I'm hoping to get some help with an issue I'm having moving data from a JSON file to a BigQuery table using Spark.
The problem, in a nutshell:
Goal: Load a JSON file into a Spark DataFrame and persist it to a BigQuery table.
Problem: The skills column (an ARRAY) in the DataFrame is not being written to BigQuery. All other columns are fine.
What I've checked: The Spark DataFrame schema correctly identifies skills as array, and the BigQuery table's DDL also specifies the column as ARRAY.
Environment: Spark 3.4 on Serverless Dataproc, using the spark-bigquery-dependencies_2.12-0.28.1.jar connector.
Here's the code and data I'm using, along with the output from my DataFrame:
Sample JSON (data.json):
{
"_id": {
"$oid": "6894a88bd35f69f98c7e480f"
},
"employeeId": "E123452",
"name": "John Doe 2",
"age": 30,
"department": "Engineering",
"address": {
"street": "123 Main St",
"city": "San Francisco",
"state": "CA",
"zip": "94105"
},
"skills": ["Scala", "Spark", "BigQuery"],
"isActive": true,
"joiningDate": "2022-01-15T09:00:00Z"
}
Scala Code:
object JsonToBigQuery {
def main(args: Array[String]): Unit = {
// ... (SparkSession setup)
val spark: SparkSession = SparkSession.builder
.appName("JsonToBigQuery")
.getOrCreate()
// Load JSON file into a DataFrame
val jsonPath = "gs://your-gcs-bucket/data/data.json"
val df = spark.read
.option("multiline", "true")
.json(jsonPath)
df.printSchema()
df.show()
// Replace with your project and table names
val projectId = "your-gcp-project-id"
val dataset = "your_dataset_name"
val table = "your_table_name"
val dfRenamed = df.withColumnRenamed("`_id`.`$oid`", "gid")
dfRenamed.write
.format("bigquery")
.option("table", s"$projectId.$dataset.$table")
.option("temporaryGcsBucket", "your-temp-gcs-bucket")
.mode(SaveMode.Append)
.save()
}
}
BigQuery Table DDL: This is the schema of the destination table in BigQuery:
CREATE TABLE `your_dataset_name.your_table_name` (
`_id` STRUCT<
`oid` STRING
>,
`address` STRUCT<
`city` STRING,
`state` STRING,
`street` STRING,
`zip` STRING
>,
`age` INT64,
`department` STRING,
`employeeId` STRING,
`isActive` BOOL,
`joiningDate` STRING,
`name` STRING,
`skills` ARRAY<STRING>
)
DataFrame Output (from df.printSchema() and df.show()):
root
|-- _id: struct (nullable = true)
| |-- $oid: string (nullable = true)
|-- address: struct (nullable = true)
| |-- city: string (nullable = true)
| |-- state: string (nullable = true)
| |-- street: string (nullable = true)
| |-- zip: string (nullable = true)
|-- age: long (nullable = true)
|-- department: string (nullable = true)
|-- employeeId: string (nullable = true)
|-- isActive: boolean (nullable = true)
|-- joiningDate: string (nullable = true)

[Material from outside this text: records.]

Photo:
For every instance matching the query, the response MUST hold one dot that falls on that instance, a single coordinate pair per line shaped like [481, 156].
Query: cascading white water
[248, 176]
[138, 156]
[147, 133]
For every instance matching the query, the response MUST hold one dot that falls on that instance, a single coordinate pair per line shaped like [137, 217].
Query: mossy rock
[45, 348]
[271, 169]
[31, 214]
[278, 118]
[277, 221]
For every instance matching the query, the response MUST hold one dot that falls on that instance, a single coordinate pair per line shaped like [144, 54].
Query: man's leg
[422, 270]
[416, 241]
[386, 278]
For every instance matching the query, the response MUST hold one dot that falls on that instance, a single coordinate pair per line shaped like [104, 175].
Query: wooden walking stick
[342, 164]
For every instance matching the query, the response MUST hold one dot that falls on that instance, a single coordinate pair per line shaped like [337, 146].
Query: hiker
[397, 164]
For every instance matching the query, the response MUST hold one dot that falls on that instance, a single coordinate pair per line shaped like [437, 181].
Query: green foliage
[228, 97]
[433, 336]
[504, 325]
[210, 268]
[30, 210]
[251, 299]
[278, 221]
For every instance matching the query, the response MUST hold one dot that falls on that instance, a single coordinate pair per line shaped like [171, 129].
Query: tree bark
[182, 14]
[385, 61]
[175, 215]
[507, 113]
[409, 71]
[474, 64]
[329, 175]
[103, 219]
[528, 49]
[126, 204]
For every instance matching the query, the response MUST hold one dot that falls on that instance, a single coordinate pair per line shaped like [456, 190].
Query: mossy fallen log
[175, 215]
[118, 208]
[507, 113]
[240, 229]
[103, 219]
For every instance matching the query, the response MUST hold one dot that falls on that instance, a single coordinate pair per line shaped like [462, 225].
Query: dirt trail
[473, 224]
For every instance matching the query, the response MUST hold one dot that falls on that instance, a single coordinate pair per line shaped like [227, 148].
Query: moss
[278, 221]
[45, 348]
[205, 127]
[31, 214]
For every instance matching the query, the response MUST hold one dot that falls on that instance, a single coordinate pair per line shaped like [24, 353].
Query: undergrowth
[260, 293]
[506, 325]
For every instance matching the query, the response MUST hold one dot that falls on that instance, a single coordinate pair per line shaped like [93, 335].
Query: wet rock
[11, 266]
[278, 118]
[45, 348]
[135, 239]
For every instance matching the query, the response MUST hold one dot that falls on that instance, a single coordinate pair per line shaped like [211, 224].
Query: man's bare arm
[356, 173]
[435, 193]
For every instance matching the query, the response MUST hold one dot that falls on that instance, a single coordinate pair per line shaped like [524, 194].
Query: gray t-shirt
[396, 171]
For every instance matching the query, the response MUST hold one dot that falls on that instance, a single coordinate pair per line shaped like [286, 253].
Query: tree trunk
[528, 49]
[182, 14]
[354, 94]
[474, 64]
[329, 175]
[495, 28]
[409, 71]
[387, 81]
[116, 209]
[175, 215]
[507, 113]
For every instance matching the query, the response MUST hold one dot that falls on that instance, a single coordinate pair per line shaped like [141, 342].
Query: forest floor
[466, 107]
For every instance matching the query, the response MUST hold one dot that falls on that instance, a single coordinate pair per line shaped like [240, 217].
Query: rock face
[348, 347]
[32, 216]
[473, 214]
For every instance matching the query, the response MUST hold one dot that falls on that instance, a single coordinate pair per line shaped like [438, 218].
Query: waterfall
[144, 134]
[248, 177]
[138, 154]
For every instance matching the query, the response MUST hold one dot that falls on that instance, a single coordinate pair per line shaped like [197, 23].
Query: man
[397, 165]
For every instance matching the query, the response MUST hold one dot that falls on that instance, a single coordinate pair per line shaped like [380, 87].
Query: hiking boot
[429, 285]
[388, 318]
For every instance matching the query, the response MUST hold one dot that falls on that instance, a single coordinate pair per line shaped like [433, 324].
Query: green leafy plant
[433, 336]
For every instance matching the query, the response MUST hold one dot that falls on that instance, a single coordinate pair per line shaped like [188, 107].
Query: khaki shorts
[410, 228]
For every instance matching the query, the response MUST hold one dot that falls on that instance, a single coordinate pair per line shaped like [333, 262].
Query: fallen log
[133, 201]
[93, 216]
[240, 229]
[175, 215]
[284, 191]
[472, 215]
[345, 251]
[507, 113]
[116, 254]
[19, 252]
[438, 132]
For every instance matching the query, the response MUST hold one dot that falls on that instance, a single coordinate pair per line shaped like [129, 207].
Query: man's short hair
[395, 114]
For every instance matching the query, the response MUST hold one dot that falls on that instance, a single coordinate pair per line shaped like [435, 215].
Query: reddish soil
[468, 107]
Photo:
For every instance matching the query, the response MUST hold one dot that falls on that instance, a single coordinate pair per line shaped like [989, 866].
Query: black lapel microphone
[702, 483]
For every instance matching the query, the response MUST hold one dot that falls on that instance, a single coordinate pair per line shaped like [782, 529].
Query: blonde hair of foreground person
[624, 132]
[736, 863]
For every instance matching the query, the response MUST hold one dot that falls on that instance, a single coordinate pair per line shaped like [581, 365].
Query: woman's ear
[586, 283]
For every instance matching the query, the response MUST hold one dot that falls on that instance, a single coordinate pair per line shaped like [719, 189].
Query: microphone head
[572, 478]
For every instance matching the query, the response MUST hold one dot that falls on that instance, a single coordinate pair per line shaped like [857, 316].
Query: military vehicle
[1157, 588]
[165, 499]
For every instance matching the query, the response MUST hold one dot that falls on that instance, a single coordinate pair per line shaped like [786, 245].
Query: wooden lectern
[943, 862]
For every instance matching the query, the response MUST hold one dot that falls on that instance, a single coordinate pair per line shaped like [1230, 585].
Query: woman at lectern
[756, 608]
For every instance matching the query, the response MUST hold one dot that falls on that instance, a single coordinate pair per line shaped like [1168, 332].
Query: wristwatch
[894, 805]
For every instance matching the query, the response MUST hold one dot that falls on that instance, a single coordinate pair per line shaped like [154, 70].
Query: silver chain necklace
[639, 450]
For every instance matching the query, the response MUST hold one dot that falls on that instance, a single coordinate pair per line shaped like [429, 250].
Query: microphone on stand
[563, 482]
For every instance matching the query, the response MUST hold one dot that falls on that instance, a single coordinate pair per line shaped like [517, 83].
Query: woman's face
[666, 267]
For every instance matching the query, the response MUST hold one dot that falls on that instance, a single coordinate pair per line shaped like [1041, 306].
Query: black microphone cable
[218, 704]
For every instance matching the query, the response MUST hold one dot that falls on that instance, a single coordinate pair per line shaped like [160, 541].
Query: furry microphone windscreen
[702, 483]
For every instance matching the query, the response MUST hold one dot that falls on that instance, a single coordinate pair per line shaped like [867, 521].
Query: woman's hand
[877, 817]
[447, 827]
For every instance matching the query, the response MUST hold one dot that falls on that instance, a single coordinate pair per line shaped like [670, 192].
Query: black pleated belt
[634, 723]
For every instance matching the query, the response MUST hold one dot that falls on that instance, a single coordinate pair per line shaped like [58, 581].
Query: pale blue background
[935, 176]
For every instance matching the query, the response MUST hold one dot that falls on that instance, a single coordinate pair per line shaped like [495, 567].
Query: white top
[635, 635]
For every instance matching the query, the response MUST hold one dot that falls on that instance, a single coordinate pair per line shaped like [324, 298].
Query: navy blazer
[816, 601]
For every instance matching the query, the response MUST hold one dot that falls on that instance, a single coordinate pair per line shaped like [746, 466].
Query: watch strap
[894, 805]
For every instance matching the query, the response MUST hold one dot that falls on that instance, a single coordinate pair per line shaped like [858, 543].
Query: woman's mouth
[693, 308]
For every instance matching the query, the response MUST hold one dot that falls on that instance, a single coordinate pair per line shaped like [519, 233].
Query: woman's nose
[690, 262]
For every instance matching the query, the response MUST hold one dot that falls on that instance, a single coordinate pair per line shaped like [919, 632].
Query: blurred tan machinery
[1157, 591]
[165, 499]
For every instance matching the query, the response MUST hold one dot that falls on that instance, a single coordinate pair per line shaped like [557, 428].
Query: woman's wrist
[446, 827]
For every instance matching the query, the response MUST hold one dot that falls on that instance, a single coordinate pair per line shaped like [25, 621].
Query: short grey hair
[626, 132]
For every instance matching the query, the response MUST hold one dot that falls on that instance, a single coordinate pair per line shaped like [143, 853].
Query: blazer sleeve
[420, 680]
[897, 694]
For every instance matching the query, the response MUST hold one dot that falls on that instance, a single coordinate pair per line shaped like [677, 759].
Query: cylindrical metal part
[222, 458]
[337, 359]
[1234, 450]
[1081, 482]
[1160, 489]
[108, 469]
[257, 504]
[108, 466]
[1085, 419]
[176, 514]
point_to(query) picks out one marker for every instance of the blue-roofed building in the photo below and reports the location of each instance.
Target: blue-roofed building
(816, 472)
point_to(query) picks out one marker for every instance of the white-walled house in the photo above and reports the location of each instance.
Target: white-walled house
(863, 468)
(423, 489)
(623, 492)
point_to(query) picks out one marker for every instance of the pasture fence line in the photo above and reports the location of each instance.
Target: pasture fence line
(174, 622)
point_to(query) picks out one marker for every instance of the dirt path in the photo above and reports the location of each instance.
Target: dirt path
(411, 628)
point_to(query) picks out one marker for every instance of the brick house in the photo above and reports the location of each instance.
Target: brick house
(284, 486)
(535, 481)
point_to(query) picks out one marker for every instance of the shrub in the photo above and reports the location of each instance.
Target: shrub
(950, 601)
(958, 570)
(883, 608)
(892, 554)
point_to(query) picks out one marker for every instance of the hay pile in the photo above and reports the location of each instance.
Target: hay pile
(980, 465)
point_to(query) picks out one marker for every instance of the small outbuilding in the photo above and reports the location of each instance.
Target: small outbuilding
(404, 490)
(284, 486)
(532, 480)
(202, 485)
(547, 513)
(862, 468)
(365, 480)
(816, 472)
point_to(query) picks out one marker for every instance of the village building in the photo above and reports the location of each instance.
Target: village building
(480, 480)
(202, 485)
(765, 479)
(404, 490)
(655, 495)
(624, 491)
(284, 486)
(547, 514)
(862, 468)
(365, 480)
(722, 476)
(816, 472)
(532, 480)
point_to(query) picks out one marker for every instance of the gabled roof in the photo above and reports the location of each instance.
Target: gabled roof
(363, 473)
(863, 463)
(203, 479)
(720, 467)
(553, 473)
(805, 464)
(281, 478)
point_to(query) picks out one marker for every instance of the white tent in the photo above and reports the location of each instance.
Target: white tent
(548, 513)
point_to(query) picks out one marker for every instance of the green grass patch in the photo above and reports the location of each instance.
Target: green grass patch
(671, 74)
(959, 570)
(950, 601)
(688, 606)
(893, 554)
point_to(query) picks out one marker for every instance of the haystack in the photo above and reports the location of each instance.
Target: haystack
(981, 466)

|-- name: string (nullable = true)
|-- skills: array (nullable = true)
| |-- element: string (containsNull = true)
+--------------------+--------------------+---+-----------+----------+--------+--------------------+------------+--------------------+
| _id| address|age| department|employeeId|isActive| joiningDate| name| skills|
+--------------------+--------------------+---+-----------+----------+--------+--------------------+------------+--------------------+
|[6894a88bd35f69f9...|[San Francisco, C...| 30|Engineering| E123452| true|2022-01-15T09:00:00Z| John Doe 2|[Scala, Spark, BigQuery]|
+--------------------+--------------------+---+-----------+----------+--------+--------------------+------------+--------------------+
For context, here are the versions I'm using:
- Spark: 3.4
- BigQuery Connector: spark-bigquery-dependencies_2.12-0.28.1.jar
- Environment: Serverless Dataproc on GCP Any ideas what I might be missing? Do I need to explicitly handle array types in some way when writing to BigQuery from Spark?